A Max Heap is a specific type of heap where the value of every “parent” node is greater than or equal to the values of its “children.” This means the largest number is always sitting at the top (the root).

Max Heap data structure illustration showing a complete binary tree where each parent node value is greater than or equal to its child nodes, demonstrating max heap property.

 

How it Works

  1. The Rule: If you look at any node in the tree, it must be larger than the nodes below it.
  2. Insertion: When you add a new number, you add it to the bottom-leftmost open spot.

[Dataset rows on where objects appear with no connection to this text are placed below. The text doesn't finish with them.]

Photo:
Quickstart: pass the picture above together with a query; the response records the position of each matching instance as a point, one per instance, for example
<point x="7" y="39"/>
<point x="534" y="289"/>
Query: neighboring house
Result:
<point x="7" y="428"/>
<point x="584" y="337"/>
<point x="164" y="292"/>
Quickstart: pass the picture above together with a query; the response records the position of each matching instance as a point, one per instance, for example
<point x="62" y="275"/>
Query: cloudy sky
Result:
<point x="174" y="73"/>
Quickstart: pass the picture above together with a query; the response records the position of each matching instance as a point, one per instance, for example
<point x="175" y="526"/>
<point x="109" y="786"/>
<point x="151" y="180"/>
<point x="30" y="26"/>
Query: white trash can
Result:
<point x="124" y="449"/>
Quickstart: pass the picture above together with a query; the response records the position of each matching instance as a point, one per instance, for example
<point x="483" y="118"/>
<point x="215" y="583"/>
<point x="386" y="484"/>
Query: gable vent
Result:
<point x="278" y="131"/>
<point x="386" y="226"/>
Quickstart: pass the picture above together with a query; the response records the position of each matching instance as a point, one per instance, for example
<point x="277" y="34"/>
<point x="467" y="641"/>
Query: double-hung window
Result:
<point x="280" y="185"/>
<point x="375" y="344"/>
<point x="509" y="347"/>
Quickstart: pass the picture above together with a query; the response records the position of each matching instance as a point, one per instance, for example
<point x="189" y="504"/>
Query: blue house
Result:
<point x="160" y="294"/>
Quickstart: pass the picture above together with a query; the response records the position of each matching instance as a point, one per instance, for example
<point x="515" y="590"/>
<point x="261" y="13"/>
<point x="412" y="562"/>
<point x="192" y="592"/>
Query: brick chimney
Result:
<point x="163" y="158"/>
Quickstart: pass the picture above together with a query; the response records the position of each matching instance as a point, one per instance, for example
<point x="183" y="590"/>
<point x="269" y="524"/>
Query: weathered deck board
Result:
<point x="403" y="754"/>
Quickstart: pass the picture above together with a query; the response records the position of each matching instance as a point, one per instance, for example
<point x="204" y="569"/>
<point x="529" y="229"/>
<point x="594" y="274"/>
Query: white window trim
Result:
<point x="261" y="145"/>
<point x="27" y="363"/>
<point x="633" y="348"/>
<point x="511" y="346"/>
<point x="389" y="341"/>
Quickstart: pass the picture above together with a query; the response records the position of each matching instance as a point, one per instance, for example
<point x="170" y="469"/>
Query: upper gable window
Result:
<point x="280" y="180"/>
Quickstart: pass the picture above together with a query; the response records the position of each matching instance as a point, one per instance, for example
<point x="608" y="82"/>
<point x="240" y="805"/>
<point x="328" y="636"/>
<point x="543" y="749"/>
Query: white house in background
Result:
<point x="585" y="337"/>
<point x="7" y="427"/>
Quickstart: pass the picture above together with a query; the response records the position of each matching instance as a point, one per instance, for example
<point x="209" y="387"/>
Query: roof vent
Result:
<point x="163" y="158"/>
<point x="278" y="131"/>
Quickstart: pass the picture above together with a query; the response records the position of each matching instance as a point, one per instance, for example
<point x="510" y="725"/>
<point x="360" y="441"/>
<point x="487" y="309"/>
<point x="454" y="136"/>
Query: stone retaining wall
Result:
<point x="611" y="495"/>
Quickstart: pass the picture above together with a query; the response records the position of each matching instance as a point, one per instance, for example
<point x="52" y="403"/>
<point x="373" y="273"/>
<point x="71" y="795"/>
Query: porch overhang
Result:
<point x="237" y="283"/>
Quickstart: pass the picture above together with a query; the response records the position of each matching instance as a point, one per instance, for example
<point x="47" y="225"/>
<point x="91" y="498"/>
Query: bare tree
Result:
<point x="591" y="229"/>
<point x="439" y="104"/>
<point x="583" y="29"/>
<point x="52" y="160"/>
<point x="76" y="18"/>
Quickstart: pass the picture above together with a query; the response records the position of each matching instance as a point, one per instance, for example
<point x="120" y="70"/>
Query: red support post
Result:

Then you “bubble it up” (swap it with its parent) until the rule is satisfied.
  3. Extraction: When you remove the max element (the root), you replace it with the last element in the tree and “bubble it down” (swap with the largest child) to restore the order.

Example

Input Numbers: [10, 20, 15, 30, 40]

Max Heap Structure:

      40
    /  \
  30    15
  /  \
10    20

Notice that 40 is bigger than its children (30 and 15), and 30 is bigger than its children (10 and 20).

Code Example (Python)

Python

import heapq

# Python’s heapq module implements a Min Heap by default.
# To create a Max Heap, we invert the values (multiply by -1).

numbers = [10, 20, 15, 30, 40]
max_heap = []

# Insert into Max Heap
for num in numbers:
    heapq.heappush(max_heap, -num) # Invert value

# Print Max Element (remember to invert back)
print(“Max value:”, -max_heap[0]) # Output: 40

# Pop Max Element
largest = -heapq.heappop(max_heap)
print(“Removed:”, largest) # Output: 40

Use Cases & Interview Relevance

  • Finding the Kth Smallest Element: Often used to efficiently manage sets of data where you need quick access to the largest item.
  • Memory Management: The Java Garbage Collector often uses similar structures to manage memory blocks.